A two-state solution?
Add North Maine to the list of blue-state groups who want their own state.

I saved a social media post about a new page from a couple weeks back because it reminded me of the late Maryland Eastern Shore State Senator, Richard Colburn. Back in the 1990s he had the idea of breaking the Eastern Shore away from the rest of Maryland, saying secession is “part of our nation’s history and dates back to the American colonies seceding from an oppressive British Empire that was trying to tax and regulate Americans to death.” He added that the lower two counties in Delaware were free to join in as well, but New Castle County was not invited.
In this case, North Maine is fed up with the rest of the state because secession would be, “a grassroots response to decades of cultural, economic, and political disconnect between our region and Augusta.” They join other breakaway ideas like the state of Jefferson, proposed in northern California and southern Oregon, as well as rural Oregon’s bid to be part of a greater Idaho.
Similarly, a decade ago California flirted with the idea of creating six states out of its massive area - one of which would have been Jefferson - while eleven Colorado counties voted on secession into “Northern Colorado.”
Except for the “six California” idea, these are Republican-leaning areas of “blue” states who want lower taxes and more rights and self-determination than the state governments are willing to give.
This is nothing new, though: shortly after our nation’s founding, the most mountainous portion of North Carolina and what became Tennessee wished to become the state of Franklin but could not get the federal government to agree. It’s also why several states have a small movement to go completely independent and secede entirely, but that’s not within the scope of my discussion.
Whether the Eastern Shore of Maryland and the two southernmost counties of Delaware decided to combine forces or not, their frustrations are basically a shared dislike of the mandates and dictates forced upon them by Annapolis and Dover, respectively. Those were once cooled off in a bygone era because state Senators were allocated by county and not by population - meaning rural interests had a majority in one legislative body while urban and suburban interests held sway in the other. It was a formula set up similarly to the compromise that established the federal system, where the House representation is allocated by population, but the Senate is equally allocated by state. While it may seem unfair that California and Wyoming have equal Senate representation, that was the “big state vs. small state” pact the Founders worked out. Unfortunately, at the state level the 1964 Reynolds v. Sims decision of “one man, one vote” shifted all of the power to the populated areas - hence the frustration of rural interests.

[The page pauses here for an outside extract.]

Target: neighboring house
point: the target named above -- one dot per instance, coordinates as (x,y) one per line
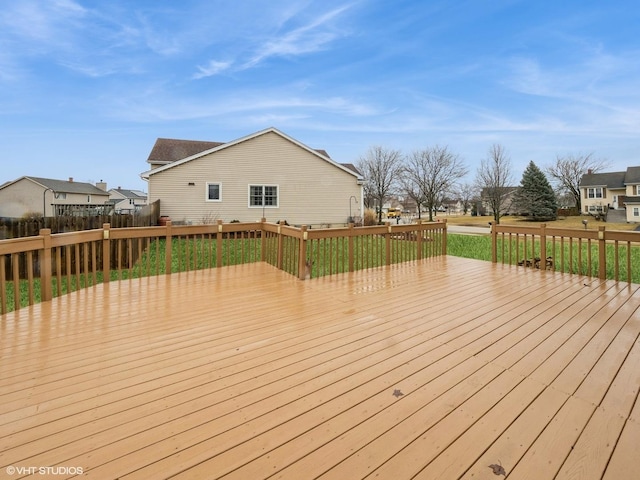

(While Reynolds v. Sims was decided in 1964, a federal District Court had ruled two years earlier that Delaware’s initial proportion of seven Senators per county was unconstitutional on similar grounds and basically forced the General Assembly to revise the state constitution at the earliest possible opportunity, with the first leg passing in 1962 and second leg coming shortly after the DGA was sworn in back in January 1963. On the other hand, because they only have state legislative elections every four years, Maryland changed their Senate from 2 per county, plus two representing Baltimore City for a total of 48, to its present district-based apportionment of 47 members in reaction to Reynolds v. Sims in time for the 1966 election. The Delaware situation was explained in Justice Harlan’s dissent.)
Perhaps a new and novel strategy these secession interests could attempt, then, is to figure out a way to bring a case to overturn Reynolds v. Sims, arguing that states should have the right and duty to set up their Senate or equivalent upper legislative body on a federal model as initially intended. (The only state this wouldn’t work for is Nebraska, which has a unicameral legislature.) To do otherwise is to subordinate the interests of rural counties to those of urban counties, making states more of a democracy than the republican form of government they were intended to have. After all, the bad precedents of Roe v. Wade and the Chevron decision have recently gone by the SCOTUS wayside, so this would be a chance to correct another wrong.
At a time when our respective states’ legislative bodies are trying to run roughshod over rural interests (for example, in the realm of green energy or marijuana dispensaries) this is a vital fight to have.
In the meantime, though, you can Buy Me a Coffee, since I have a page there now.
I wrote about this, too: https://albertcory50.substack.com/p/let-my-people-go
I didn't know about Maine, Delaware, and Maryland, though. I did find a few blue counties stuck in red states and which might like to move, so it's not 100% red counties trying to leave blue states.
Both states have to approve and the Federal government has to approve. The sticky bit is the state being diminished. I think the Feds could apply sufficient leverage on them to get them to approve, too.
Whoa… this is new knowledge. As I have written about the potential states of Jefferson and North Colorado, this coming out of Maine is fascinating.
Will be tracking this - thanks, Michael!